“Mijn vorige echtgenoot en ik zijn in 2011 uit elkaar gegaan. Vier jaar geleden overleed hij. Onze kinderen – inmiddels 27 en 22 jaar – zijn sindsdien bang dat ze ook mij verliezen. De corona-uitbraak heeft die angst onmiskenbaar blootgelegd. Ze zijn voortdurend heel bezorgd. ‘Mam, pas je op? Ik ben bang dat je besmet raakt’. Ik kan me dat goed voorstellen. Ondanks hun leeftijd zijn ze er nog niet aan toe zonder ouders door het leven te moeten. Het is voor mij de ultieme drijfveer me waar mogelijk aan de coronamaatregelen te houden.”

“Ik behoor op papier niet tot een risicogroep en ik voel me kerngezond. Maar ik ben opgegroeid in Beverwijk, onder de rook van de toenmalige Hoogovens. In mijn kindertijd glinsterden onze ramen van de roetdeeltjes. Op mijn achttiende verruilden we die voor de cacao- en linoleumdampen in de Zaanstreek. Ik woon pas een half jaar hier. Ik heb geen idee of al die omstandigheden van vroeger invloed kunnen hebben. Maar je hoort de meest bizarre verhalen over supergezonde mensen, die door corona letterlijk doodziek worden en zomaar op de IC belanden. ‘Waarom zij wel en ik niet?’, denk ik dan. Dus ik pas enorm op.”

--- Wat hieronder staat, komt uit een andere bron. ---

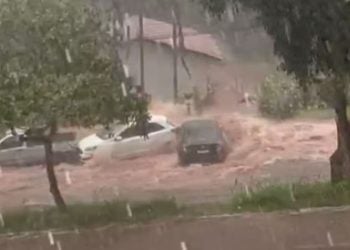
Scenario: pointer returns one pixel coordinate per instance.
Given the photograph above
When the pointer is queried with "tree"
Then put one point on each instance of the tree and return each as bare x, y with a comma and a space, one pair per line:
58, 68
312, 37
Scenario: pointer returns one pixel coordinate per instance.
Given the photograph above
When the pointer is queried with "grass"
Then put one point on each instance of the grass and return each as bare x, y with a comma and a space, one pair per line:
319, 114
268, 199
89, 215
293, 197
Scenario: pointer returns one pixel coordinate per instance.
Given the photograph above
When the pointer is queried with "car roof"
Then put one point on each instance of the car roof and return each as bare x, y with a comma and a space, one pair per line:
158, 118
199, 122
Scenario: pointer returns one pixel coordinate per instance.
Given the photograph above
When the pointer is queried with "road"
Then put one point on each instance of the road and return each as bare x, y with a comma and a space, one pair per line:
264, 152
319, 230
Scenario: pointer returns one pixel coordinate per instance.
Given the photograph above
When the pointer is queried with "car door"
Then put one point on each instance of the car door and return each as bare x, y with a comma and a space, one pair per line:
129, 143
11, 148
33, 153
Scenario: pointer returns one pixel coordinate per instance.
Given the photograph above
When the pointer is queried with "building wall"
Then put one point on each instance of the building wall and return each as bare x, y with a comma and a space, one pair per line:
159, 69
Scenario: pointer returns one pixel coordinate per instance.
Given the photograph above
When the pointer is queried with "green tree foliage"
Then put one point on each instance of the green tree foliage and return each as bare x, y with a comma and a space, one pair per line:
59, 67
312, 37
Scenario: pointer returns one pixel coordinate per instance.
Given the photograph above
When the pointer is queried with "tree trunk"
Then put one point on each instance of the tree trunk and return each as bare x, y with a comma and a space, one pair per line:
340, 160
52, 176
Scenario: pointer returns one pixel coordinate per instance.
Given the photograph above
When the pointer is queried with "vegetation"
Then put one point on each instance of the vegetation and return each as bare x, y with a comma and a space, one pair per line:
59, 67
279, 96
312, 39
267, 199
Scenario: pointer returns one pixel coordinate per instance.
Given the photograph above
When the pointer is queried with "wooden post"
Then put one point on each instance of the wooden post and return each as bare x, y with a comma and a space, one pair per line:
142, 56
175, 59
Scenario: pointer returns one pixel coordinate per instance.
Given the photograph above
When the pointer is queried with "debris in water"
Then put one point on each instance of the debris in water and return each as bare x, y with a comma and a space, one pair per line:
287, 30
207, 18
68, 179
68, 56
128, 210
2, 222
291, 191
116, 191
247, 191
230, 15
51, 239
330, 239
156, 179
328, 46
183, 246
125, 94
59, 246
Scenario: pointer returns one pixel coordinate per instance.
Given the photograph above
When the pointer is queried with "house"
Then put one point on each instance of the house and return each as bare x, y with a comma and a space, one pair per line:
202, 56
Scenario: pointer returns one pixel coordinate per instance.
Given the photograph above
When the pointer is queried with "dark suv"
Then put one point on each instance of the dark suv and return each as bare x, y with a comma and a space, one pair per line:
201, 141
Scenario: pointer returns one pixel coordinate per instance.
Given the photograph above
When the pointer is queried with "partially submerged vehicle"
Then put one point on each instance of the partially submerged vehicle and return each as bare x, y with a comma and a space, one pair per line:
126, 140
201, 141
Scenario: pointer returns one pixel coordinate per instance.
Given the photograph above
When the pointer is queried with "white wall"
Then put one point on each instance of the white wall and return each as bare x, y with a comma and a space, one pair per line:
159, 69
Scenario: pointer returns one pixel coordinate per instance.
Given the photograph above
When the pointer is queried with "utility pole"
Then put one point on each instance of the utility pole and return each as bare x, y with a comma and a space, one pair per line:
175, 59
142, 55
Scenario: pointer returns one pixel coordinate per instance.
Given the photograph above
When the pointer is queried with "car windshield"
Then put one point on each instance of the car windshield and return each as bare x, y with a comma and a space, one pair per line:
205, 131
108, 133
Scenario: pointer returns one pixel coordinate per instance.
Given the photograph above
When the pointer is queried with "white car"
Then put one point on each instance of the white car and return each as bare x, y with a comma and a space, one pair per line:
125, 140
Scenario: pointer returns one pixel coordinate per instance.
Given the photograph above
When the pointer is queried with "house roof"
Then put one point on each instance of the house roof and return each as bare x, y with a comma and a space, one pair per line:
162, 32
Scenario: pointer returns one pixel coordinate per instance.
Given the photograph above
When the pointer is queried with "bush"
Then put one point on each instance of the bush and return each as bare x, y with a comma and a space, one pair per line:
280, 96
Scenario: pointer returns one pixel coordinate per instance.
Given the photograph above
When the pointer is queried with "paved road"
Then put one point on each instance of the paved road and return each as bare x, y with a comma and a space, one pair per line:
317, 230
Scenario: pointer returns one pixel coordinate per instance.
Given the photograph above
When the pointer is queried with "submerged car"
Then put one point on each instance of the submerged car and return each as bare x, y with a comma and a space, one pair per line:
16, 151
125, 140
201, 141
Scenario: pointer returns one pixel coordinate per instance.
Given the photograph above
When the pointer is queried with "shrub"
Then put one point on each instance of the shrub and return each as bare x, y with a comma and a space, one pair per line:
280, 96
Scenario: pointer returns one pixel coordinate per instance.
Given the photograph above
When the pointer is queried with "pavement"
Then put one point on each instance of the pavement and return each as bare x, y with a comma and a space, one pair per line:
322, 229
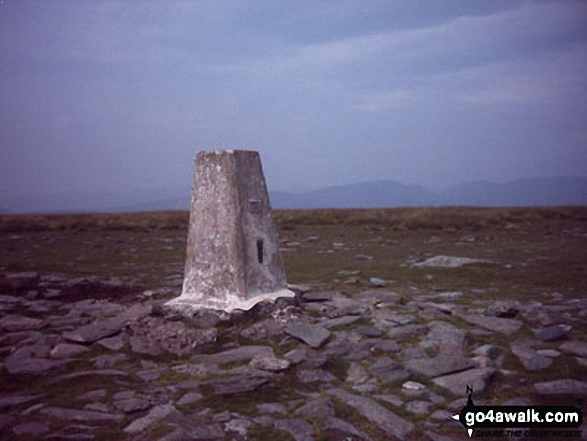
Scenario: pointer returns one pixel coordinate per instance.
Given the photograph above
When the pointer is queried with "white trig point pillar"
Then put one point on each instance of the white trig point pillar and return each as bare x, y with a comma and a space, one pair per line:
233, 259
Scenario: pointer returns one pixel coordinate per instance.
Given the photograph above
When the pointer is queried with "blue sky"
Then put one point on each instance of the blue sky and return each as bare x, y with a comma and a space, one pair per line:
120, 95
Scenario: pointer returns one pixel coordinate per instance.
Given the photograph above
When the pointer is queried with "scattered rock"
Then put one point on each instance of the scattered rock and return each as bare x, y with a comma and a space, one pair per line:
501, 309
155, 414
235, 384
441, 365
34, 428
300, 429
62, 413
14, 323
384, 419
387, 370
96, 331
456, 383
243, 353
313, 335
269, 363
448, 262
497, 324
575, 347
377, 282
562, 387
551, 333
66, 350
530, 359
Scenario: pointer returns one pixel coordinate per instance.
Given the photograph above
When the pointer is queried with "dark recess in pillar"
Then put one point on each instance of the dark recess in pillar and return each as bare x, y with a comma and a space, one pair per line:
260, 250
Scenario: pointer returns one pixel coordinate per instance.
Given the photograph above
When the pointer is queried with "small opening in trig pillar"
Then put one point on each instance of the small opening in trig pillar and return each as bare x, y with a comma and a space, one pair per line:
260, 250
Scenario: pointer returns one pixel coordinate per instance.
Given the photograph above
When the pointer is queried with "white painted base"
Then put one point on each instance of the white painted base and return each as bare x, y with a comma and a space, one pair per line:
194, 301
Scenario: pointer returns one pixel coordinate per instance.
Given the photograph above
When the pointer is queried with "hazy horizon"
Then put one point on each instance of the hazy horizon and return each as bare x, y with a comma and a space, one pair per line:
117, 96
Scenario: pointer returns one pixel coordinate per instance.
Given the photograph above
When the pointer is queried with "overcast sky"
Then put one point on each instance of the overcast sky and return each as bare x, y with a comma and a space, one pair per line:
120, 95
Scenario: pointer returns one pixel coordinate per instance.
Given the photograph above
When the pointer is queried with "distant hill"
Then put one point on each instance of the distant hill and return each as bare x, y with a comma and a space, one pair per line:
362, 195
519, 192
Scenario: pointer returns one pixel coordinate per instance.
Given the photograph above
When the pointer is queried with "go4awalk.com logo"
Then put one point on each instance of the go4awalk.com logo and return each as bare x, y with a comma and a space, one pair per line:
536, 421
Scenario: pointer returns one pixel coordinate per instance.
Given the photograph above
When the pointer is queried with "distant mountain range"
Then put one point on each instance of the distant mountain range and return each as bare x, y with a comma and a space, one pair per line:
519, 192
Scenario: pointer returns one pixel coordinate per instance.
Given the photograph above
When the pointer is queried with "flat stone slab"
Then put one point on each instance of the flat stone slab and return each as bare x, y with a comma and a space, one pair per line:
497, 324
6, 402
313, 335
552, 333
438, 366
530, 359
448, 262
32, 365
387, 370
575, 347
96, 331
392, 424
66, 350
562, 387
63, 413
242, 353
457, 383
155, 414
235, 384
15, 322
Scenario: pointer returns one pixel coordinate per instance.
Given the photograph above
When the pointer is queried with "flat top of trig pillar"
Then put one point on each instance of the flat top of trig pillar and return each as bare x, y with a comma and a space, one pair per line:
225, 152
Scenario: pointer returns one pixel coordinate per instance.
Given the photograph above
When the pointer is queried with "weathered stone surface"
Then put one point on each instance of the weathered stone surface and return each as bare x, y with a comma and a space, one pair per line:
502, 309
456, 383
418, 407
66, 350
155, 335
448, 262
407, 332
155, 414
263, 330
34, 428
344, 430
313, 335
497, 324
368, 331
14, 323
132, 404
446, 339
239, 354
384, 419
562, 387
356, 374
115, 343
309, 358
575, 347
269, 363
31, 365
235, 384
340, 321
317, 296
300, 429
242, 265
79, 415
7, 402
318, 408
314, 375
340, 306
137, 311
96, 331
387, 370
530, 359
441, 365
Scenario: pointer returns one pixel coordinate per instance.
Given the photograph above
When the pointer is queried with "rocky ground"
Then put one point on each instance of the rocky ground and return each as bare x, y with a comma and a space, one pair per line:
100, 359
391, 322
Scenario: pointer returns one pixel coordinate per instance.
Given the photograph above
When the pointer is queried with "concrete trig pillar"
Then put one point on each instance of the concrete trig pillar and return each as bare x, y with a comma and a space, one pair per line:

“Thuis zijn we heel strikt. Van onze gezamenlijke vier kinderen wonen er drie – met aanhang - buiten de deur. Die zien we bijna niet en alleen op afspraak. Ik heb een dochter in de beveiliging, een zoon die thuiswerkt, een schoondochter in de zorg, een schoonzoon met een eigen bedrijf, een bonuszoon die in een garage werkt en een bonusdochter die nog bij ons thuis woont. Ik wil niets liever dan mijn kinderen vasthouden en knuffelen, maar het kan niet. Toen we ruim een half jaar geleden naar onze huidige woning verhuisden, was het mijn droom met Kerst iedereen aan een grote tafel te hebben, inclusief oma. Dat is niet gebeurd. We hebben het wel gevierd, met alle kinderen en met oma, maar met inachtneming van anderhalve meter afstand en verspreid over drie dagen.”

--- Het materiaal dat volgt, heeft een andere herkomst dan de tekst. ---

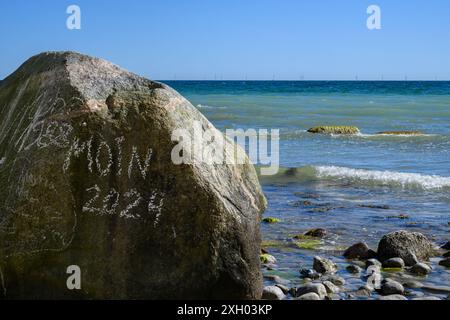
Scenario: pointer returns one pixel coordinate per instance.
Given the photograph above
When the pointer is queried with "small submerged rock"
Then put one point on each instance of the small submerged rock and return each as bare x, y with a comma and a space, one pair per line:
316, 233
331, 287
427, 298
323, 265
267, 259
359, 250
393, 297
272, 293
334, 130
445, 263
373, 262
337, 280
402, 133
353, 268
413, 284
394, 263
271, 220
310, 273
283, 288
420, 269
309, 296
317, 288
374, 206
389, 286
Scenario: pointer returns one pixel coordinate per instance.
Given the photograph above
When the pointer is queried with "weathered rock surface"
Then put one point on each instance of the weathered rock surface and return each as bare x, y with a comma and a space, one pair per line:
334, 130
359, 250
393, 297
316, 233
420, 269
309, 296
323, 265
273, 293
390, 286
410, 246
409, 133
316, 288
445, 262
87, 179
394, 263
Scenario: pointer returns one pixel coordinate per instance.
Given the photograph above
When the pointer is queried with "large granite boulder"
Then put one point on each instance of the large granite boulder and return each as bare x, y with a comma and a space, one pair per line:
409, 246
87, 179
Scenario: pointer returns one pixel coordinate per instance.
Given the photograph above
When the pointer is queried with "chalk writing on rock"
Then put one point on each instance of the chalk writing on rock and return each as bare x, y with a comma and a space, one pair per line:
130, 201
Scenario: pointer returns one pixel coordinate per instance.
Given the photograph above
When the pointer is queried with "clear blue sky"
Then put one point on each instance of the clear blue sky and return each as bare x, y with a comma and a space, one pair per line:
234, 39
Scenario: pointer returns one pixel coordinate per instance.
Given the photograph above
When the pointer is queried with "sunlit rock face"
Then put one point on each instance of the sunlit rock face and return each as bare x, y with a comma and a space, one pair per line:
87, 179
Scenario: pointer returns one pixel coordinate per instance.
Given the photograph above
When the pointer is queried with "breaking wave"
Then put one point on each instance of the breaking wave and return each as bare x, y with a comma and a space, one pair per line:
359, 176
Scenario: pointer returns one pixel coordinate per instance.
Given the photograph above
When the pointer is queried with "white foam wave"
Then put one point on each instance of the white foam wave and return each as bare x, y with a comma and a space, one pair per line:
385, 177
201, 106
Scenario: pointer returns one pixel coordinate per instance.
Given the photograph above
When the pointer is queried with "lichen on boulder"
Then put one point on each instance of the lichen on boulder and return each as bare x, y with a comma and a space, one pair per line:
334, 130
87, 179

“In ons dagelijks leven thuis proberen we van corona niet voortdurend een groot ding te maken, maar het speelt vaak wel een rol. Mijn schoonmoeder is midden in coronatijd geopereerd en haar hebben we daarna in huis genomen en verzorgd om het zo veilig mogelijk te houden. Als de kinderen willen langskomen, dan kan dat alleen op afspraak. Mijn man is gewend de wereld over te reizen, maar werkt nu al maanden thuis. Voor mij geldt dat laatste ook, zij het deels. Ook op mijn werk – we zijn een school voor kwetsbare kinderen en zij krijgen een deel van de week nog gewoon les - zijn alle overleggen digitaal en gebeurt alles strikt volgens de regels. Soms botst dat met de opvattingen van ouders, maar daar gaan we zo zorgvuldig mogelijk mee om. Als zij het onzin vinden dat hun kind een mondkapje moet dragen, proberen we ze uit te leggen waarom wij dat geen onzin vinden.”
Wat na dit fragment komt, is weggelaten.